Darcel, if you still have a celeb crush on Will Yun Lee, you’d have been all over this guy. Plus I think he owned the place, so, you know, rich? Dressed rich: black suit, black tie. I’ll admit, I was intimidated.
It helped that Deputy Once — arggh, again, *Helen* — was there at the start. She works at the shop now. I think she runs it for this guy. It’s an odd situation, but maybe he just bought up a bunch of cheap real estate after the storm? I didn’t ask.
So, Helen made introductions, and we were off. Honestly, it wasn’t anything exciting. Dude would ask questions, and then just stare while I answered. And after. And until I got uncomfortable. And then he’d ask something else. Lather rinse repeat, creepily.
I got the job. Dude told me right then and there, which was refreshing. The corporate world is so much sitting around and waiting, you know?

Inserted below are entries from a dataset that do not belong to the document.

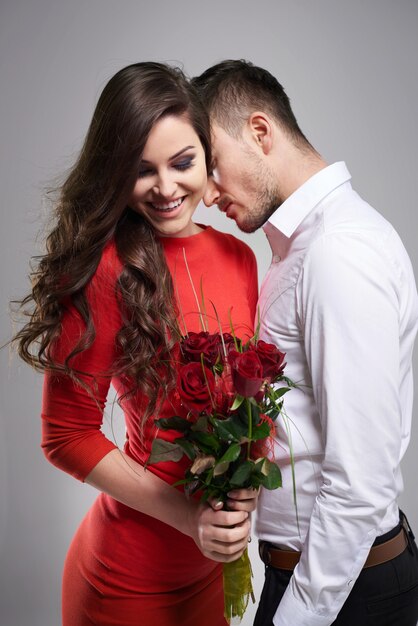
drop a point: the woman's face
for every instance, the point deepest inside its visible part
(172, 177)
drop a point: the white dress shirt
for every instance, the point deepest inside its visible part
(340, 299)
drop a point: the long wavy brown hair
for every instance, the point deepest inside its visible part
(91, 209)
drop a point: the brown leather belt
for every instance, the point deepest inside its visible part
(288, 559)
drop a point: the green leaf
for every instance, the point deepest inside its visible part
(237, 402)
(221, 468)
(164, 451)
(230, 429)
(231, 454)
(173, 423)
(207, 441)
(242, 474)
(272, 478)
(262, 431)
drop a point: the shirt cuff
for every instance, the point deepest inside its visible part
(291, 612)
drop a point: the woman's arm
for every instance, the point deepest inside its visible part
(220, 535)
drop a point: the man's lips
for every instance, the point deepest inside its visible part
(226, 207)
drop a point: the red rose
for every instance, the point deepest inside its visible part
(271, 359)
(197, 344)
(224, 391)
(247, 372)
(196, 385)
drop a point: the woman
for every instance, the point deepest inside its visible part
(121, 265)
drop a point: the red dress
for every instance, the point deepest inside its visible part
(123, 567)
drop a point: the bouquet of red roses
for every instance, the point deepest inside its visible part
(231, 398)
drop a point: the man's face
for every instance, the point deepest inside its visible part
(241, 184)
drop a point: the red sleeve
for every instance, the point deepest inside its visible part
(252, 278)
(72, 415)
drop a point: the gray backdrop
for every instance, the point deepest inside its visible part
(349, 67)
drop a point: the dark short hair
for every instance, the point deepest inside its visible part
(233, 89)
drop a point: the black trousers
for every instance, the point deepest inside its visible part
(384, 595)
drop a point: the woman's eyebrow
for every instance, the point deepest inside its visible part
(174, 155)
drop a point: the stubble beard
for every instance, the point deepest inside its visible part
(267, 198)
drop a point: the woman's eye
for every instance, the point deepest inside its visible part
(144, 173)
(183, 165)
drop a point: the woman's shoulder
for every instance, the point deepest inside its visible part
(231, 243)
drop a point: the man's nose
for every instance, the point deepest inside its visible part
(211, 195)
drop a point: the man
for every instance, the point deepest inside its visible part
(340, 300)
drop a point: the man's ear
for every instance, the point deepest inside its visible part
(261, 129)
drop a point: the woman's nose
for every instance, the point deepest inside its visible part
(211, 195)
(165, 186)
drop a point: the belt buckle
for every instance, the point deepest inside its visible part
(264, 552)
(410, 537)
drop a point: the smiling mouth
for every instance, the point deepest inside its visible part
(166, 207)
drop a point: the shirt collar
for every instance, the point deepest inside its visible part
(297, 206)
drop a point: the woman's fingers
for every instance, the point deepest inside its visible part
(222, 535)
(242, 500)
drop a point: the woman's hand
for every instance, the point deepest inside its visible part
(220, 535)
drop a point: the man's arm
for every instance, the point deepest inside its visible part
(349, 314)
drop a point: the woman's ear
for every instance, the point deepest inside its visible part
(261, 129)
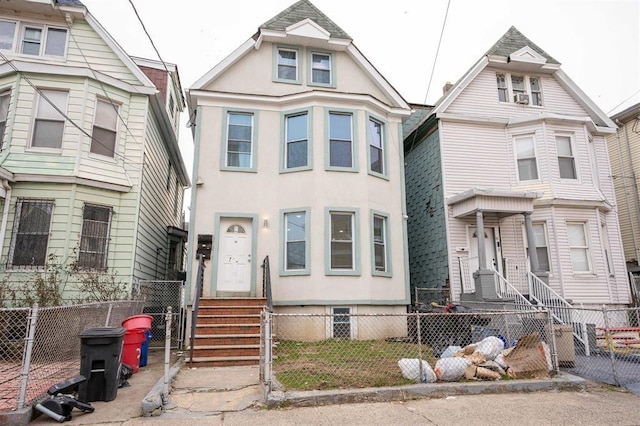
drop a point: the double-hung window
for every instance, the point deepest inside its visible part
(48, 41)
(526, 158)
(341, 140)
(296, 141)
(376, 147)
(321, 69)
(48, 128)
(239, 146)
(542, 247)
(579, 247)
(94, 241)
(7, 35)
(296, 245)
(380, 244)
(342, 242)
(103, 139)
(287, 65)
(4, 112)
(520, 89)
(31, 232)
(566, 160)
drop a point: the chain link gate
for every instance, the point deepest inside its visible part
(157, 296)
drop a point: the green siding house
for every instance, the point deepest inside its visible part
(91, 177)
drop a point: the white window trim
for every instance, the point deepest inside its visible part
(388, 272)
(107, 238)
(225, 140)
(116, 144)
(546, 237)
(276, 63)
(332, 75)
(535, 151)
(39, 98)
(527, 85)
(572, 145)
(587, 249)
(16, 225)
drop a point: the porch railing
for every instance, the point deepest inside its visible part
(505, 290)
(266, 283)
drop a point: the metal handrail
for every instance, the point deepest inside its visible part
(196, 304)
(266, 283)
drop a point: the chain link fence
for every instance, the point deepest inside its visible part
(157, 296)
(354, 351)
(40, 346)
(315, 352)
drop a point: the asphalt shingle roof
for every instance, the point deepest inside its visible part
(300, 11)
(512, 41)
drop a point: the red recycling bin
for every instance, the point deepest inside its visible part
(131, 348)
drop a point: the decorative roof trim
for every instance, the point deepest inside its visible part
(223, 65)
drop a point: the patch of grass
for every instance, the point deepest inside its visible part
(337, 364)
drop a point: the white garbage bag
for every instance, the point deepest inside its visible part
(490, 347)
(410, 368)
(450, 369)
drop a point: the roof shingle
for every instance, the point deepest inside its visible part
(300, 11)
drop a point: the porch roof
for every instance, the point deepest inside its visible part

Not here. Boom. You start next week. Thanks for coming.
I promised weirdness, so here it is: I got lost on the way home.
Stop laughing. Yeah, it’s been a few years (oof, or more) since I left Kitaree, and pretty much the entire town is under construction, but still… streets are streets, right? Except when they go *different* places.
I mean, whole town’s maybe a couple of miles across in each direction, just a glorified clearing carved out of the Ashton National Forest Preserve. The trailer I’m renting is right at the treeline, so really I could’ve just walked in a straight line and then followed the edge of town.
Still, once I got a few blocks from the downtown square, I lost track of where I was. With the streets shut down in places, I was sort of zig-zagging, and I took a couple of shortcuts between the buildings, and then they all started to look unfamiliar. And the street names, too: Locust? Anoura? Apophis? I’d have remembered those, and no way are the streets in decent enough shape to merit being renamed already.
It’s a weird feeling, panicking in bright daylight, in a town so small I could eventually just hit the edge and circle around. But it was quiet except for the hum of cicadas, and nobody else was out, and the sky was… it was too bright for mid-evening. It felt *wrong*.
The cicadas, too. That buzzing rattled me like a dentist’s drill. It and the sun and the heat had me light-headed. The air felt *thin*. Sweat soaked my nice dress shirt.
I ran. I did. I ran to the next block, and the next. I should’ve stopped and made sure I was headed toward the edge of town, but I’ll be honest: I just took off and let my feet take me where they would. I just wanted as far away from that buzzing as I could get.
At some point, the bigger houses gave way to smaller houses, and then to tumbledown lots and what could generously be called shacks, and I realized I knew where I was. I wasn’t anywhere near where I needed to be, but I knew how to get there. My heart slowed to a steady pound. I was okay. I was safe.
So. Weird, right? Now I don’t know. Maybe it was just being back in Kitaree, considering everything that happened before I left.